An image pyramid generation unit for generating a face pyramid composed of images with respect to an input image;
An image scanning unit scanning each image included in the face pyramid using a window of a set size to acquire a scan area;
An operator based on feature elements for facial feature extraction for the scan region, the operator including a plurality of subblocks, wherein the feature elements include x and y coordinates, width, height, and neighboring sub- A feature value is acquired by coding an image by applying the interval including the interval in the x direction and the interval in the y direction with respect to the block, and based on the feature value, whether the scan image in the scan region is the face image or the non- An area discriminator;
A clustering unit which clusters the scan regions discriminated as face images and extracts a final candidate detection region from the scan regions discriminated as face images based on the size of the clustered scan regions; And
A face detection unit for detecting a face from the final candidate detection area,
Lt; / RTI >
The area determination unit
An operator consisting of sub-blocks according to the feature element is applied to the scan region to code the scan image of the scan region according to the pixel values of the region corresponding to the central sub-block and the region corresponding to the neighboring sub-block, A plurality of weak classifiers; And
A strong classification value is calculated on the basis of the feature values obtained by the plurality of weak classifiers for each scan region, and the strong classification value is compared with a preset threshold value to discriminate whether the image of the scan region is a face image or a non- Strong classifier
/ RTI >
Wherein at least one of the feature elements constituting the operator used in the plurality of weak classifiers has a different value from the corresponding feature element of the operator of another weak classifier.

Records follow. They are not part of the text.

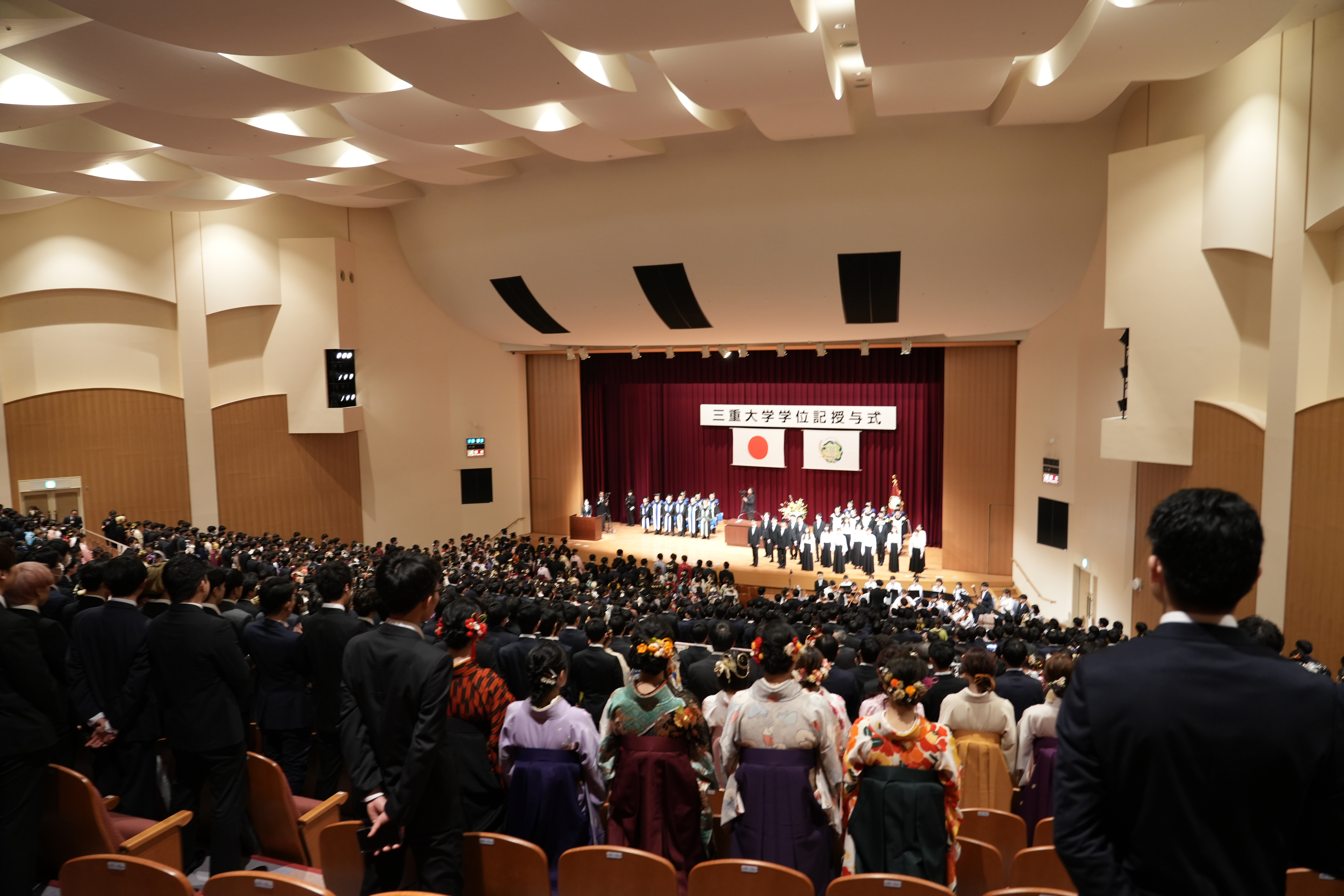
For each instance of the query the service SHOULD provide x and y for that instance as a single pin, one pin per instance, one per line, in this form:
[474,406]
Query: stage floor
[634,542]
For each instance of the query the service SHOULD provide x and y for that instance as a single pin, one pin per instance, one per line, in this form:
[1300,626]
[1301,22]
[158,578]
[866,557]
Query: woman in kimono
[902,785]
[656,760]
[782,754]
[807,547]
[549,753]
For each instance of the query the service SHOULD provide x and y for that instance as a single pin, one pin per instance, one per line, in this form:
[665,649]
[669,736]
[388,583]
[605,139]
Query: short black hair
[1209,542]
[123,576]
[405,580]
[182,577]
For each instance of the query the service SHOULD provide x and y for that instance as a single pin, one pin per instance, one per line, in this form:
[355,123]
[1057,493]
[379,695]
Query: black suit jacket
[29,695]
[595,675]
[110,671]
[1021,690]
[201,679]
[394,723]
[1154,738]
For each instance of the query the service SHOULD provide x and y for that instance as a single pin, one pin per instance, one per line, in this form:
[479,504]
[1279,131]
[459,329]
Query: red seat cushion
[303,805]
[128,827]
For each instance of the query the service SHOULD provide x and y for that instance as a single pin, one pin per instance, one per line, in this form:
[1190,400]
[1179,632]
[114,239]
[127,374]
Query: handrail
[1039,594]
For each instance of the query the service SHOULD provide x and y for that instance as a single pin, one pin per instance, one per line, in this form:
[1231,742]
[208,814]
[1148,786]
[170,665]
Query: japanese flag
[757,448]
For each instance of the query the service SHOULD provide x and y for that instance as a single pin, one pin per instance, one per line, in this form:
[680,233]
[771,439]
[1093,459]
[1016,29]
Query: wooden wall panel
[273,482]
[980,413]
[1315,606]
[1229,455]
[554,441]
[130,446]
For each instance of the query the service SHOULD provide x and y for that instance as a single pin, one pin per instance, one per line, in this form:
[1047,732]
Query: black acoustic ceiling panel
[669,291]
[870,288]
[519,297]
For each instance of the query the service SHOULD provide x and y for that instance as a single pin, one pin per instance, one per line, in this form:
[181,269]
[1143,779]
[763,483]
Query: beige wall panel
[88,244]
[1229,455]
[76,339]
[1315,606]
[980,394]
[128,446]
[556,442]
[273,482]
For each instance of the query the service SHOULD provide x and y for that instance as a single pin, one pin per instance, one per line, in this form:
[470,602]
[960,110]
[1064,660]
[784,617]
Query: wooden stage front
[634,542]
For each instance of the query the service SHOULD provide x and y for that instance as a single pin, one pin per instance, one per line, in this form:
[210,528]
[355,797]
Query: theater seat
[250,883]
[77,823]
[1041,867]
[108,875]
[885,886]
[1003,831]
[288,827]
[615,871]
[502,866]
[744,878]
[1303,882]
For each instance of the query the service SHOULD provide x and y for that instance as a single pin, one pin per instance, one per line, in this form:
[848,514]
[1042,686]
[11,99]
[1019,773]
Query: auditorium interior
[417,269]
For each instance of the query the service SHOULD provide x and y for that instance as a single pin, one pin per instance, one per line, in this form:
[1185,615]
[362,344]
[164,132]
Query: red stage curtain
[642,428]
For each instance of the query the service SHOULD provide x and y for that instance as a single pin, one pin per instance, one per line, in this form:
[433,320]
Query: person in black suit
[1155,791]
[1015,686]
[595,674]
[394,731]
[110,684]
[327,631]
[202,683]
[511,661]
[283,708]
[29,719]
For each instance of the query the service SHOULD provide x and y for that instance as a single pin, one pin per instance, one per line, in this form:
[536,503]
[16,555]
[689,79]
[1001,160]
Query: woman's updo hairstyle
[902,679]
[1058,674]
[978,664]
[454,627]
[545,665]
[776,648]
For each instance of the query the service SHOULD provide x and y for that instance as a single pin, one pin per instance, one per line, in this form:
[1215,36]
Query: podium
[736,533]
[585,529]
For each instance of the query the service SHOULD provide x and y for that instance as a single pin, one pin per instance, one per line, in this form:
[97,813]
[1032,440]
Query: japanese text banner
[816,417]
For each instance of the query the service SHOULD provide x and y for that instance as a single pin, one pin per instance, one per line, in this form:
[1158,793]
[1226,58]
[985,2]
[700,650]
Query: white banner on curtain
[757,448]
[831,451]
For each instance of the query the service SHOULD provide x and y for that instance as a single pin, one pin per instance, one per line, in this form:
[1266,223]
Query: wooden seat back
[615,871]
[744,878]
[503,866]
[110,875]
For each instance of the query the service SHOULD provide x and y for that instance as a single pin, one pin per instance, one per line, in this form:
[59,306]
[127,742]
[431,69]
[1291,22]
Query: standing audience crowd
[502,686]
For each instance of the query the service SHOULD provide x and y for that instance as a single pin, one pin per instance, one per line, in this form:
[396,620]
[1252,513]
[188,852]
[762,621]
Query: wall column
[1286,316]
[194,355]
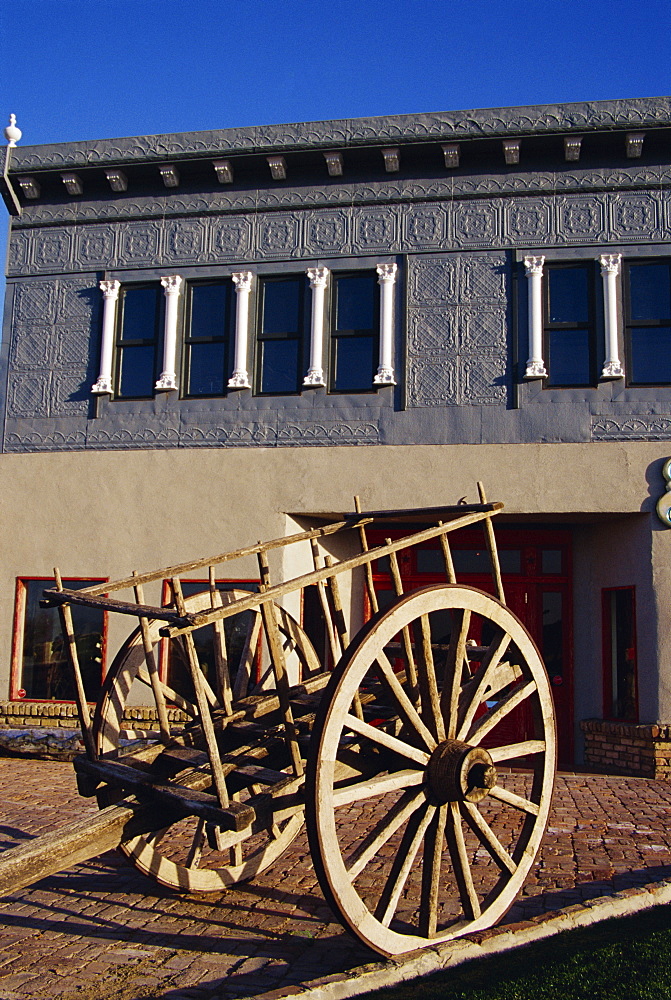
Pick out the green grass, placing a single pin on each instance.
(628, 958)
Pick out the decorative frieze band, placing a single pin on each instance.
(516, 221)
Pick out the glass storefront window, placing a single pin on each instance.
(44, 671)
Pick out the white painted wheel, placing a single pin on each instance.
(423, 817)
(181, 856)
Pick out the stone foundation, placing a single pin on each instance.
(642, 751)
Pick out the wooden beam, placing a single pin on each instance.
(77, 842)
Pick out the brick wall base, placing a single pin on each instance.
(627, 748)
(63, 715)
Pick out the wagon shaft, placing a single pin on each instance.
(77, 842)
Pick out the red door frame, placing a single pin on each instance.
(524, 589)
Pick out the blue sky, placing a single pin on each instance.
(87, 69)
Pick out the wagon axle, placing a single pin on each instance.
(459, 772)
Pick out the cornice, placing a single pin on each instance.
(452, 188)
(443, 126)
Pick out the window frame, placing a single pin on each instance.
(227, 338)
(629, 323)
(590, 326)
(18, 636)
(300, 338)
(120, 345)
(334, 335)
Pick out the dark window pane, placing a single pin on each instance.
(650, 354)
(206, 369)
(354, 364)
(569, 299)
(139, 314)
(209, 304)
(279, 366)
(569, 357)
(281, 306)
(136, 374)
(430, 561)
(45, 671)
(355, 302)
(553, 633)
(471, 561)
(551, 561)
(650, 292)
(236, 630)
(622, 665)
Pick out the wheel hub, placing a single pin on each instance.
(459, 772)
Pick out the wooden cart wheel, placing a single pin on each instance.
(420, 828)
(181, 856)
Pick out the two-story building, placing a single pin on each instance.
(212, 337)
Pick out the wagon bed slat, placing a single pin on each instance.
(236, 816)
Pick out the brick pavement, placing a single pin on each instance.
(103, 930)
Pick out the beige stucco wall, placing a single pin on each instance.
(104, 514)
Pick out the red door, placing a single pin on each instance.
(536, 568)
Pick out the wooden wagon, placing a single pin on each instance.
(424, 815)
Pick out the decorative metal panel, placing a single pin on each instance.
(457, 346)
(51, 354)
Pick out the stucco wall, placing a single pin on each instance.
(104, 514)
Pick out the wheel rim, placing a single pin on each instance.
(443, 842)
(181, 856)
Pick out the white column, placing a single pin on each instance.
(387, 277)
(318, 277)
(110, 290)
(610, 268)
(535, 365)
(243, 286)
(172, 285)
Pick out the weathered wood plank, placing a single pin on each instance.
(77, 842)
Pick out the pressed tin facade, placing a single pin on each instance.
(477, 246)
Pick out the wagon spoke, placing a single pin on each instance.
(487, 837)
(381, 785)
(197, 843)
(462, 870)
(169, 694)
(406, 709)
(513, 750)
(428, 686)
(516, 801)
(454, 666)
(403, 862)
(433, 856)
(383, 830)
(480, 729)
(385, 739)
(491, 660)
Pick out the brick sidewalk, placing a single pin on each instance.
(104, 931)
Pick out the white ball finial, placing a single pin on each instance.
(12, 133)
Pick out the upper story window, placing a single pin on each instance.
(569, 327)
(137, 339)
(281, 333)
(648, 322)
(355, 334)
(314, 329)
(209, 333)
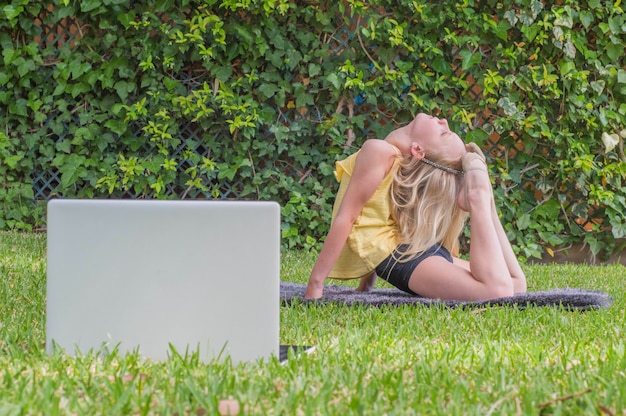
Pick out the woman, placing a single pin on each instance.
(400, 209)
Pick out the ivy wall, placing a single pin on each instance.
(256, 99)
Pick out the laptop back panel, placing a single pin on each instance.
(150, 275)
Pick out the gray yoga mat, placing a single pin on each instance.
(568, 298)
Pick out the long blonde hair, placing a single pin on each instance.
(424, 203)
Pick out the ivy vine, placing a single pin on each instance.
(257, 99)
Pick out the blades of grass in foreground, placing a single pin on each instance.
(387, 360)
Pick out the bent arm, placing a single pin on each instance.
(513, 266)
(371, 166)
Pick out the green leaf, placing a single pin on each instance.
(267, 90)
(615, 52)
(470, 59)
(333, 79)
(89, 5)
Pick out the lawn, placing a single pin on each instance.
(372, 361)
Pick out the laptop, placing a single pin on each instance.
(160, 277)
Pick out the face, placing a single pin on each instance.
(433, 135)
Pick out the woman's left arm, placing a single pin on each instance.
(515, 270)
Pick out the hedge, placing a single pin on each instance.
(256, 99)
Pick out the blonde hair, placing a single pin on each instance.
(424, 202)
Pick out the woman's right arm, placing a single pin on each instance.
(371, 166)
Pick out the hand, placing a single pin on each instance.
(314, 289)
(472, 157)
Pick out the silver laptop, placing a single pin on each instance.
(162, 276)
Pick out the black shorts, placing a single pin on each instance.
(398, 273)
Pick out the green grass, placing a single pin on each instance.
(374, 361)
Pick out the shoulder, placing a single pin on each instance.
(378, 152)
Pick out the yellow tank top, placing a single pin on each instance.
(374, 234)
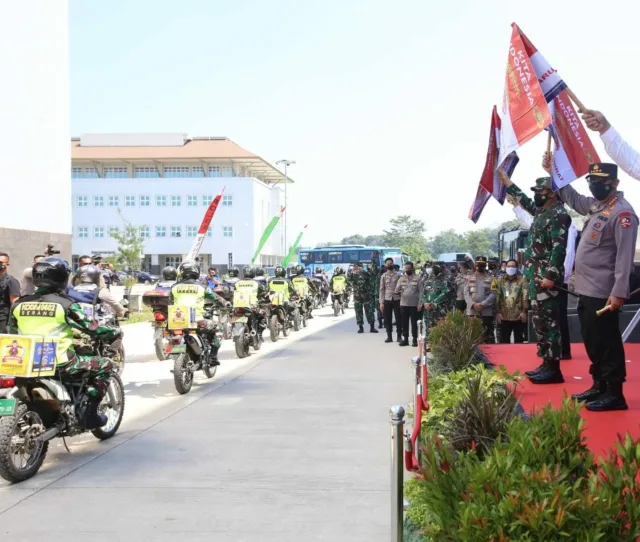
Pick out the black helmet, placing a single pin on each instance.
(51, 273)
(189, 270)
(169, 273)
(88, 274)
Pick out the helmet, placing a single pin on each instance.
(169, 273)
(88, 274)
(189, 270)
(51, 273)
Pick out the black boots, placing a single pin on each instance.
(549, 374)
(611, 399)
(595, 391)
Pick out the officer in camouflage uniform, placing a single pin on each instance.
(436, 295)
(544, 270)
(363, 297)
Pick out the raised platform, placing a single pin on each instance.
(601, 428)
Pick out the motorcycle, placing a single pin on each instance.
(37, 409)
(191, 351)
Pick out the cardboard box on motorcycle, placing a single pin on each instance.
(27, 356)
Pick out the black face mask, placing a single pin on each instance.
(600, 191)
(540, 199)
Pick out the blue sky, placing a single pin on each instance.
(385, 106)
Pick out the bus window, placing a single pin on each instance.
(335, 257)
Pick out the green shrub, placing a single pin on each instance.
(453, 342)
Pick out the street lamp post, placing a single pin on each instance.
(286, 164)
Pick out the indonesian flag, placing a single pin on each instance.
(482, 197)
(489, 180)
(573, 148)
(525, 112)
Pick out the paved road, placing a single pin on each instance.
(291, 444)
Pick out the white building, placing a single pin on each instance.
(164, 183)
(34, 138)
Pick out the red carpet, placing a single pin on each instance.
(601, 428)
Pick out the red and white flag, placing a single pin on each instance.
(573, 148)
(489, 180)
(525, 112)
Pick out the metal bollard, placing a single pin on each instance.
(396, 414)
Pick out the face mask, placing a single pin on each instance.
(600, 191)
(540, 199)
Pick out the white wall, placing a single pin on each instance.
(244, 215)
(34, 115)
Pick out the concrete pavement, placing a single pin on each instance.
(291, 444)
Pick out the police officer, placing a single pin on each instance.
(480, 297)
(604, 263)
(544, 260)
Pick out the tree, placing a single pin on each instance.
(130, 245)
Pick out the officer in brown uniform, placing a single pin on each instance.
(604, 264)
(480, 297)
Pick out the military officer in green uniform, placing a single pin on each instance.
(544, 271)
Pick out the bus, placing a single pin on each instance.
(345, 256)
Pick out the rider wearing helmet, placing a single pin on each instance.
(189, 292)
(304, 287)
(87, 289)
(50, 313)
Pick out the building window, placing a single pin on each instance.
(115, 173)
(176, 171)
(146, 173)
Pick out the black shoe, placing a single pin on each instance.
(594, 392)
(535, 371)
(548, 375)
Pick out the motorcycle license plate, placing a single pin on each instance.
(7, 407)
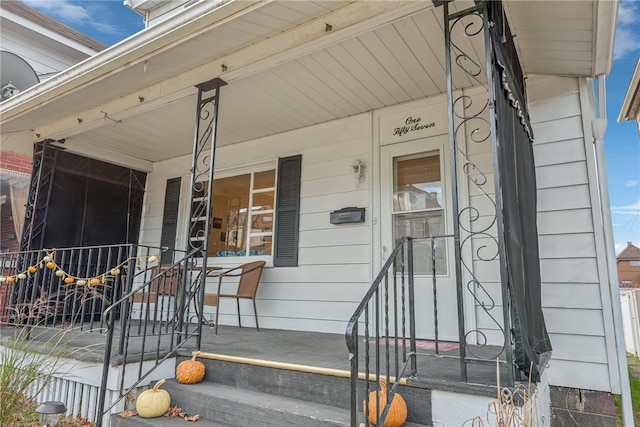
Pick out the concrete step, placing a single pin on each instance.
(136, 421)
(318, 386)
(234, 406)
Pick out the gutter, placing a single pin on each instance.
(599, 126)
(130, 51)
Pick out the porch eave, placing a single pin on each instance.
(103, 82)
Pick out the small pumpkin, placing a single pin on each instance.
(397, 414)
(190, 371)
(153, 402)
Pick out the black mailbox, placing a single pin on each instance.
(347, 215)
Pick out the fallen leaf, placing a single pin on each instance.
(173, 412)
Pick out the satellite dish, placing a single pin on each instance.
(16, 75)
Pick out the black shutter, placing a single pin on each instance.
(170, 218)
(287, 212)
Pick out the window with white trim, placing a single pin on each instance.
(242, 215)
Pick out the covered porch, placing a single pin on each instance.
(351, 90)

An image pyramid generation unit for generating a face pyramid composed of images with respect to an input image;
An image scanning unit scanning each image included in the face pyramid using a window of a set size to acquire a scan area;
An operator based on feature elements for facial feature extraction for the scan region, the operator including a plurality of subblocks, wherein the feature elements include x and y coordinates, width, height, and neighboring sub- A feature value is acquired by coding an image by applying the interval including the interval in the x direction and the interval in the y direction with respect to the block, and based on the feature value, whether the scan image in the scan region is the face image or the non- An area discriminator;
A clustering unit which clusters the scan regions discriminated as face images and extracts a final candidate detection region from the scan regions discriminated as face images based on the size of the clustered scan regions; And
A face detection unit for detecting a face from the final candidate detection area,
Lt; / RTI >
The clustering unit
A first processor for clustering the scan areas into a plurality of clusters based on the sizes of the scan areas determined as face images in the area discriminator;
A second processing unit for performing filtering based on the size and reliability of each cluster to obtain a final candidate detection region; And
A merging unit for merging the regions that are members included in the cluster selected as the final candidate detection region and acquiring a face detection region for each cluster,
And a face detection unit.

The method of claim 11, wherein
The second processing unit
The size of each cluster is calculated on the basis of the number of members which are the scan regions included in the clusters, the clusters having the cluster size larger than the preset size are extracted, and only the clusters having the reliability higher than the set value are selected To use as a final candidate detection area.

The method of claim 11, wherein
The merging portion
And calculates an average region of the regions included in the cluster selected as the final candidate detection region and uses the average region as a face detection region of the cluster.